If I Can Build a School You Can Too!

Wherever you go, go with all your heart! Confucius

Part one – Journey to Semjong

I am generally a very optimistic person and I love to travel. The planning of the trip is almost the most exciting part for me, and I make the flight, accommodation, and activity arrangements myself. This year I am cautiously optimistic that I will be able to return to Nepal and I am lucky enough to have family and good friends who would like to join me in a volunteer project my good friend Gokul Thapa and I have in mind.

While we wait to book our flights I am remembering the very first time a friend and I travelled to Nepal.

On a sunny day in early September 2015, we arrived at Tribhuvan International Airport, Kathmandu. Our hearts were full of good intentions and our suitcases were full of children’s toys, stationery, and medical supplies, donated by our friends and the local community, our clothes for two weeks stuffed into small backpacks.

Our host, Gokul Thapa met us and, with some careful stacking, managed to get our luggage into his car for a short journey to our guesthouse in Thamel.

We spent our first day exploring the bustling streets of Thamel, discovering shops selling everything from elegant silver jewellery to rucksacks, souvenir tee-shirts to climbing ropes.

The following morning we joined an international group gathered outside the Pilgrim Guest House in Thamel, the lively heart of Kathmandu, Nepal. Over cups of delicious Chia we discovered our new friends had journeyed here from Dubai, Malaysia, and as far afield as Australia. Some had landed the evening before, some had been sightseeing in Kathmandu for a few days and one had already completed a house building project in Bhaktapur. No matter the situation, we had journeyed here with one thing in common – to volunteer to rebuild a little piece of Nepal after the dreadful devastation caused by the earthquake.

Slowly the group grew and we met each other with gentle smiles and shy hello’s. Our nervousness had a sense of energy – the kind of feeling that you get on your first day at a new job and you’re met with a room full of strangers. We were from several backgrounds and a wide age range, but I could sense a kind of similarity amongst us. We were slightly crazy, brave enough to leave our jobs and our families and cross the world to volunteer in a country most of our friends had barely heard of.

Our guide, Gokul Thapa, received a call and we scurried to gather our bags for a short walk through the back streets of Thamel to the old Nepali bus where our Nepali team of builders was waiting.

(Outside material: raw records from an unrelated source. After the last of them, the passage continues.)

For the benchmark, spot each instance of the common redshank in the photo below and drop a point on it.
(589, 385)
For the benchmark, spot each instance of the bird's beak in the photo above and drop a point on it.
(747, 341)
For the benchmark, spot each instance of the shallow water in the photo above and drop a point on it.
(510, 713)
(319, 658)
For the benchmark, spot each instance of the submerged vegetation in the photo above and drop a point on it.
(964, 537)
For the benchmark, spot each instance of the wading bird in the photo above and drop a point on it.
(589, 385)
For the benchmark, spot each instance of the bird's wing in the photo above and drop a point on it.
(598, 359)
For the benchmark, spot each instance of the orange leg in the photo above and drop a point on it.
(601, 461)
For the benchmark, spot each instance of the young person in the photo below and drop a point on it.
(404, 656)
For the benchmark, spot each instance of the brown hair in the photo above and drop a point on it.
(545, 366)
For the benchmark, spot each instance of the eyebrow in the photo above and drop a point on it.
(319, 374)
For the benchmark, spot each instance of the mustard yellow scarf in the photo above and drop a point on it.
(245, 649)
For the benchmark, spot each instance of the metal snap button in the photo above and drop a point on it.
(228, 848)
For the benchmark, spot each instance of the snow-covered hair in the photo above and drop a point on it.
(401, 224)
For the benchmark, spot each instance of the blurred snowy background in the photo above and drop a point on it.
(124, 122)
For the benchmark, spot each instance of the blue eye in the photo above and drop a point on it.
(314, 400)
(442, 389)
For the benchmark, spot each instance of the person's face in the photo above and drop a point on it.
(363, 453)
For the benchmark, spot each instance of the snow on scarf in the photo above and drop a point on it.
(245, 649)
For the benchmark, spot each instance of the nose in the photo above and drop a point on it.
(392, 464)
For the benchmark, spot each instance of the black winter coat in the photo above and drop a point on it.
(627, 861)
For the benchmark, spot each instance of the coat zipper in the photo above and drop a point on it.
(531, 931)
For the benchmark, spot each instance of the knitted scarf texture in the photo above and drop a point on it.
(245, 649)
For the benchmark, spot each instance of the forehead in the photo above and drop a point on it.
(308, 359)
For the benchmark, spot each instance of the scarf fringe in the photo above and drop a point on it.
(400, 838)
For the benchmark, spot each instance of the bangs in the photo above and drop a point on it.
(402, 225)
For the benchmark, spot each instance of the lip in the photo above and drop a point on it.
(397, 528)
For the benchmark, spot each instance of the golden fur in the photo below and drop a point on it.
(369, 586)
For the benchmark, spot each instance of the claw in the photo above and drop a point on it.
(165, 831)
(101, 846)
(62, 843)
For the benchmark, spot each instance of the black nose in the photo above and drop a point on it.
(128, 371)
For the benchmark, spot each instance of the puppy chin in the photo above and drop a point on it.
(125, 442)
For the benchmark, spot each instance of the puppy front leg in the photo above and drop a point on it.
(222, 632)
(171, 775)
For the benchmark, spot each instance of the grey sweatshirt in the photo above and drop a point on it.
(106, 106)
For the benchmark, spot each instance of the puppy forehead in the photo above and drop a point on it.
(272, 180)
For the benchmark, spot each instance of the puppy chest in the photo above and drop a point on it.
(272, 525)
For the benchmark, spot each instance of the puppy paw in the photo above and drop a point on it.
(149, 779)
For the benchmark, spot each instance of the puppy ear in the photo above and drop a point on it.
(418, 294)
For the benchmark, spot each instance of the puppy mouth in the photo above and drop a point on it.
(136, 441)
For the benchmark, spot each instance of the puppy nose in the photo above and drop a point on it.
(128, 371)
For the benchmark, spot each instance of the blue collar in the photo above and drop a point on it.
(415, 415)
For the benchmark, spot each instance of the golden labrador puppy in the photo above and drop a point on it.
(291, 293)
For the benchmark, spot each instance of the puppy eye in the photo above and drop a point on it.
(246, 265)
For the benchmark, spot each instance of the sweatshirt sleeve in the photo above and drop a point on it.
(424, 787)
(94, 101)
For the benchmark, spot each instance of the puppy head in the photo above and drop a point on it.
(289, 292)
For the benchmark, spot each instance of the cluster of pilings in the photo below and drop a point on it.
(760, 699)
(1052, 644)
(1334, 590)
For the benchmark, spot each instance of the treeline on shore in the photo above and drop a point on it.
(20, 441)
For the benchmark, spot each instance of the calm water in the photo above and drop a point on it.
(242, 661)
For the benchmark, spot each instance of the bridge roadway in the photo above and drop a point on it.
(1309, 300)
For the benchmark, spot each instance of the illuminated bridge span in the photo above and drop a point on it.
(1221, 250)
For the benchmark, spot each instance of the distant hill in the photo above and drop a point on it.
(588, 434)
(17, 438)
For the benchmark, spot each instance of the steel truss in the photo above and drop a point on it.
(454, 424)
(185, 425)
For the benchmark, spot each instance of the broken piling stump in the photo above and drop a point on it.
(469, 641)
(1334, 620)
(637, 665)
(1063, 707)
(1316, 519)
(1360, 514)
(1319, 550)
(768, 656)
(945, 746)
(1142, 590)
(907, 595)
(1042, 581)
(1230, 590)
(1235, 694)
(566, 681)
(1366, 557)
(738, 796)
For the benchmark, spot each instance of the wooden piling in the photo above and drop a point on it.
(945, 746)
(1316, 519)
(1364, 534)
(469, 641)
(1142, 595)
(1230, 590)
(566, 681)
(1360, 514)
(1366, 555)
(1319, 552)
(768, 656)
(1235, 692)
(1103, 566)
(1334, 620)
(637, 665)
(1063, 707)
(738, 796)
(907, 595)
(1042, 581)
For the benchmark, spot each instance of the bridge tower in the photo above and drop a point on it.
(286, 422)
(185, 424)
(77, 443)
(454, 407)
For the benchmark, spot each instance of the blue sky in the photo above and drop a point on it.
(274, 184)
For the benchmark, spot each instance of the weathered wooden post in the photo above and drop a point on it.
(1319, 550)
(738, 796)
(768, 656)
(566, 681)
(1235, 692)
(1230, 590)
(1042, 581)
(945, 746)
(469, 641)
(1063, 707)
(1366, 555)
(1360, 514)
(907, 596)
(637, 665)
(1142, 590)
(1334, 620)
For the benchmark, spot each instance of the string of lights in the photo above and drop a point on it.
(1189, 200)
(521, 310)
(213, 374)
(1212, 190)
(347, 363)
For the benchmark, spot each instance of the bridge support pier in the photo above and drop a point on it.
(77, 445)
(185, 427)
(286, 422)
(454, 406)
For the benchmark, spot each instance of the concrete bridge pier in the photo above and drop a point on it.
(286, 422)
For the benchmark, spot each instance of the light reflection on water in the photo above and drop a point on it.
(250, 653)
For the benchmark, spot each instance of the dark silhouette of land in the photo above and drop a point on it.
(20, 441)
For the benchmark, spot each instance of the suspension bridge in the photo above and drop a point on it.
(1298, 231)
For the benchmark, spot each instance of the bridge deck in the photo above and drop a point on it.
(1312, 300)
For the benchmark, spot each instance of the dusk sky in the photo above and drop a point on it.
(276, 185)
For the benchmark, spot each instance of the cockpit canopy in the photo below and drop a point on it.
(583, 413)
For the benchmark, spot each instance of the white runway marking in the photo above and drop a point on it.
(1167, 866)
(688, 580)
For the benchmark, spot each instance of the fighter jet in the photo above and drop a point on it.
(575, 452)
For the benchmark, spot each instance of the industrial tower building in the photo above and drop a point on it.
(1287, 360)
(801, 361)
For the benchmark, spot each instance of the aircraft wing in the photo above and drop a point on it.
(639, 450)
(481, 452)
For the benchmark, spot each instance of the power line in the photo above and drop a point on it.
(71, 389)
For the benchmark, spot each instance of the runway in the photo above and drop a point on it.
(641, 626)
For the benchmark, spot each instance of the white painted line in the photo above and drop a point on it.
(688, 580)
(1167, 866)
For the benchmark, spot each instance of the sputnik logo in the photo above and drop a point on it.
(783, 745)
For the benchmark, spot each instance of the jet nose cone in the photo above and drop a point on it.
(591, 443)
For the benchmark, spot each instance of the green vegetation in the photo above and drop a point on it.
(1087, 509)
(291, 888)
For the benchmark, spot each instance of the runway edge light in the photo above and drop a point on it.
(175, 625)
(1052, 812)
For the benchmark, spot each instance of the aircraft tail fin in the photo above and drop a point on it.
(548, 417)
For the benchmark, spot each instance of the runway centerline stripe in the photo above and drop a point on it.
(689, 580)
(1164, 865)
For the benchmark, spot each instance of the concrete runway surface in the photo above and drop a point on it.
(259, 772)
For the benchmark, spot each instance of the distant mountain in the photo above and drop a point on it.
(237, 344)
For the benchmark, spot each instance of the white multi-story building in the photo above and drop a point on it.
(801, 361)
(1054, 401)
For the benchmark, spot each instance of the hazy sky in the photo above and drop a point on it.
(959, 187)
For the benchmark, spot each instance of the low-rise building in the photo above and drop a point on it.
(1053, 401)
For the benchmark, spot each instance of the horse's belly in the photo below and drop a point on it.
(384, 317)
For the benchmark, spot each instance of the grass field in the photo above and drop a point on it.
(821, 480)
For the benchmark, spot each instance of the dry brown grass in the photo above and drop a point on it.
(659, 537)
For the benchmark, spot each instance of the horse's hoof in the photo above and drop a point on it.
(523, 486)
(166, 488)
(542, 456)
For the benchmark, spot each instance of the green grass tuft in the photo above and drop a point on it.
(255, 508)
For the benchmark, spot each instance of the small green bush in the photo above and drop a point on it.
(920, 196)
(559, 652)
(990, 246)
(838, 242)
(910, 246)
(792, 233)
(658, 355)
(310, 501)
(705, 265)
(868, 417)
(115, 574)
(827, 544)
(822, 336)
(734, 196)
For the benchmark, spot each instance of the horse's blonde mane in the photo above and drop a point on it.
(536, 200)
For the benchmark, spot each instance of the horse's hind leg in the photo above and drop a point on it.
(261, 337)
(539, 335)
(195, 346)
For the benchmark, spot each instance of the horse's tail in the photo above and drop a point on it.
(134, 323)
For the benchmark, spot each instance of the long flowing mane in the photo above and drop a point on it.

The ride would be about 4 – 6 hours to Dhunche in the Rasuwa region of Central Nepal, nestled in the foothills of the Himalayan Mountains. Here we would leave the bus and trek to Semjong Primary School, a journey of some three hours over terrain still damaged in places by the earthquake which struck the country killing nearly 9,000 people and injuring nearly 22,000.

I found the trek difficult, the thinness of the air and my unfitness proved a challenging combination. The track was washed away in places, waterfalls strewn with huge fallen boulders, but the Nepalese in their bare feet made it look like a walk in the park.

The day after the earthquake Gokul was about to welcome a group from the USA for an Everest trek. The group were from JRM Foundation and they soon got to work on hiring a helicopter and delivering aid to the least accessible areas.

Since that day JRM Foundation and Real Himalaya have been volunteering their time repairing houses and rebuilding schools in villages where they witnessed the extensive loss of infrastructure and loss of life.